Orion Health is already a long way down the line when it comes to addressing these issues. At the heart of the company’s approach is the Amadeus health data platform, which sits under its shared care record, team working and care co-ordination products, analysis platform and patient portal.
Health and care organisations can use the portal to give patients access to information about their care and to access stand-alone products for engagement and remote monitoring. At the same time, Orion Health is developing the Engage Platform to make it easier to authenticate clinicians and patients using external access management solutions, including the NHS Identity Service and NHS Login, and to link to third party apps.
Integration and Innovation for the future
At the HSJ conference product director Nicole Allan focused on how a customer, Quebec, is using the Orion Health remote patient management platform.
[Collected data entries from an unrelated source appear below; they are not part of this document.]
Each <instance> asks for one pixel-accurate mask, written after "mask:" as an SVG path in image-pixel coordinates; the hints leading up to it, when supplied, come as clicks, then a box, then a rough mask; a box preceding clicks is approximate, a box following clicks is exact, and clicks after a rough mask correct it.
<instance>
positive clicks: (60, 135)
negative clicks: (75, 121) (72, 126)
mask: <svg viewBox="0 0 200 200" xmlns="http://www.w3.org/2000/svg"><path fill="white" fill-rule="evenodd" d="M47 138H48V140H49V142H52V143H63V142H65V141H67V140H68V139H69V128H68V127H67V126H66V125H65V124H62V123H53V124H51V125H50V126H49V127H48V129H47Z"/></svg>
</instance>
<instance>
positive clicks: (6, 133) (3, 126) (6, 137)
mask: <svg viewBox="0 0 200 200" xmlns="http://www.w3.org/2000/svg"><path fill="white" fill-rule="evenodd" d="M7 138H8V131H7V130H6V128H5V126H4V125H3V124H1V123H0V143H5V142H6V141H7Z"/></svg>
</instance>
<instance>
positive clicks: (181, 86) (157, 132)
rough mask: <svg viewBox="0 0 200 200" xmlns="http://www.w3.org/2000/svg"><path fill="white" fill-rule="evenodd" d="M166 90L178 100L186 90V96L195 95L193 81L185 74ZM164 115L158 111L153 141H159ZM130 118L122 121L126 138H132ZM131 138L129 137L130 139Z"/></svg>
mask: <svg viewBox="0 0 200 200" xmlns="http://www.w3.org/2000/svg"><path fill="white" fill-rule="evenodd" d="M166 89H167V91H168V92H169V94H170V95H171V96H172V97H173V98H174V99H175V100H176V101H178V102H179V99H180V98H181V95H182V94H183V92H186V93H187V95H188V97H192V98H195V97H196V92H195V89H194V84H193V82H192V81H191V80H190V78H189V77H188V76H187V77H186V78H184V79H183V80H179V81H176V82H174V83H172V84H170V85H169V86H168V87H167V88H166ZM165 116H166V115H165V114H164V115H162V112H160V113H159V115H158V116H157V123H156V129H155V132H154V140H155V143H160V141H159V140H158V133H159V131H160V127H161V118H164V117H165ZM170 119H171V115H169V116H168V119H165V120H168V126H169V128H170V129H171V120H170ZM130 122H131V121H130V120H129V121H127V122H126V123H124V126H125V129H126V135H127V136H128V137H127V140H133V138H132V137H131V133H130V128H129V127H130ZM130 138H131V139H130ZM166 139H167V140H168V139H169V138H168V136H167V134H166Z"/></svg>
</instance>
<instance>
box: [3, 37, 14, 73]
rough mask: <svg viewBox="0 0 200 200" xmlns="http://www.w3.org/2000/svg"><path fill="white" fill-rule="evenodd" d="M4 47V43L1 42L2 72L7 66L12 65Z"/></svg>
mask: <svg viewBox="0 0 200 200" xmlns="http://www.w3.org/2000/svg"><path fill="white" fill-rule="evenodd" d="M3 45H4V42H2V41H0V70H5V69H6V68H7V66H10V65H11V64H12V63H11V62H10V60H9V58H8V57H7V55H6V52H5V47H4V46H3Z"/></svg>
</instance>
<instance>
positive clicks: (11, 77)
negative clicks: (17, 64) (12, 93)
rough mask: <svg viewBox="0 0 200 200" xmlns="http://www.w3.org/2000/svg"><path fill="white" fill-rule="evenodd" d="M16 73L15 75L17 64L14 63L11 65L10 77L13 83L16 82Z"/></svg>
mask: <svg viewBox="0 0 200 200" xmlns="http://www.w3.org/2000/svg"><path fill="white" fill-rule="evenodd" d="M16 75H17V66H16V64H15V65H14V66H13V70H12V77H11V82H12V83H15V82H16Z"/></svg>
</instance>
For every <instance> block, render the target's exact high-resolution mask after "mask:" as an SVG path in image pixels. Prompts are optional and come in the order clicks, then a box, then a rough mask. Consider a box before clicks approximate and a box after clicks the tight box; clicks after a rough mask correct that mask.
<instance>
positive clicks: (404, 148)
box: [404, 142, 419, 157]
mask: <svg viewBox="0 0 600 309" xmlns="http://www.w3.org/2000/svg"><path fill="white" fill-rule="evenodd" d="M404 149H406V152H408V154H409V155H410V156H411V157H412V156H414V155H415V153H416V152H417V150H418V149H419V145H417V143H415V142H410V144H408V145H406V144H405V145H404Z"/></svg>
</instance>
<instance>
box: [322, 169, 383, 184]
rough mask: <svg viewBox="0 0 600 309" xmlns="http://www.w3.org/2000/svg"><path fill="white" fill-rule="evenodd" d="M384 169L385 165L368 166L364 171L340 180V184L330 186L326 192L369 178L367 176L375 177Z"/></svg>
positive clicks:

This enables clinicians to draw up a treatment plan with patients and monitor their progress.
“The information provided to the care team depends on what point on the journey they are on,” she said. “The system can also be accessed across primary and secondary care, so everyone can see and access the plans and they are not constantly asking patients to repeat information.”
Allan said that during the pandemic Orion Health customers have looked to expand their systems. Some have started by looking, like Liverpool, to add video conferencing enabling clinicians to hold virtual meetings with each other and with patients and family, while others are looking to make creative use of new data.
As Allan said: “Telehealth has been around for a long time.” What is new is that its potential has been given prominence by the Covid-19 pandemic and the need to support older populations living with a greater incidence of long-term conditions.
Allan described a project to apply AI to epilepsy data, with a view to sending an alert to patients on the threshold of an attack, so they can “move into a safe location, or make sure they have somebody with them.”
It sounds futuristic, but as the HSJ conference showed, much can be achieved by healthcare economies. It takes digital technology and a secure data platform to support a shared care system, creating the foundation for the future of integration and innovation.